The most important thing is to get the real-time design correct, said professor William Hogan, of Harvard University’s John F. Kennedy School of Government.
“If not, you’ll create many new problems,” Hogan said.
He highlighted that under scarcity pricing in ERCOT, high prices of $9,000/MWh last summer occurred at the right time and were not socialized through capacity market charges spread over all load. (See “Scarcity Pricing Likely Again in 2020,” Overheard at Infocast’s ERCOT Market Summit.)
Sue Coakley, executive director of Northeast Energy Efficiency Partnerships, asked what the market design would need in order to include carbon-free demand-side resources, especially energy efficiency.
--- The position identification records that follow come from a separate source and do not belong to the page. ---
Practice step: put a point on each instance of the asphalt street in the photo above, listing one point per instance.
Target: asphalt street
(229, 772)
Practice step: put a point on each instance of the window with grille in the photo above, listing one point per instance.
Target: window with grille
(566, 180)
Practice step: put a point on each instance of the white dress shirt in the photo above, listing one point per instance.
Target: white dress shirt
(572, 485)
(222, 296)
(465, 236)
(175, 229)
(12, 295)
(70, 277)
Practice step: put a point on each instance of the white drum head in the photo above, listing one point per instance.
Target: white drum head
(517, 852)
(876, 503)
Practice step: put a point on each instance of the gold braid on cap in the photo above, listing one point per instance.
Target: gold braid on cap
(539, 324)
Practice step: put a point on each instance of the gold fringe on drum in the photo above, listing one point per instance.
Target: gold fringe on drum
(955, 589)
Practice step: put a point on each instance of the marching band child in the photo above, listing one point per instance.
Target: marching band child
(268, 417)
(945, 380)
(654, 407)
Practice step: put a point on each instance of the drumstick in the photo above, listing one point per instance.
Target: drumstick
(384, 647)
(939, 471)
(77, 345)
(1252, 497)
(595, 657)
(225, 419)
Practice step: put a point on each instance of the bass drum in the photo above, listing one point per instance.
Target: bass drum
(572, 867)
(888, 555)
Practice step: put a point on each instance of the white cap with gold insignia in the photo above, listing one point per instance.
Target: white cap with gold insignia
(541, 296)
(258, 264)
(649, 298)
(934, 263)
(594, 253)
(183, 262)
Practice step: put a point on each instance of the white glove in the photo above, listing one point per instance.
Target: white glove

“I have a long record of not being a big fan of capacity markets, so if you’re worried about this problem, the worst place to start would be the capacity markets,” Hogan said. “I would go much more towards the retail rate design side.”
Boreas Renewables President Abigail Krich agreed with Hogan, saying that ISO-NE’s current capacity market design “absolutely would not be sufficient” to decarbonize New England’s grid.
“Some other mechanism is needed to secure a new way of financing, whether it’s in the centrally run market by ISO-NE, or whether it’s some mechanism by the states, or hedging,” Krich said. “I think this is going to be an iterative process … and there is a lot of investment needed.”
Robert Stoddard of Berkeley Research Group asked if the states’ roles needed to fundamentally change: For example, does New England need to adopt mandatory retail choice, as in Texas?
“I actually think the Massachusetts attorney general has it right in pushing to eliminate retail choice at the residential customer level,” Krich said. “I think that experiment has not worked in Massachusetts so far. At a larger scale, there are customers who are able to make informed decisions.”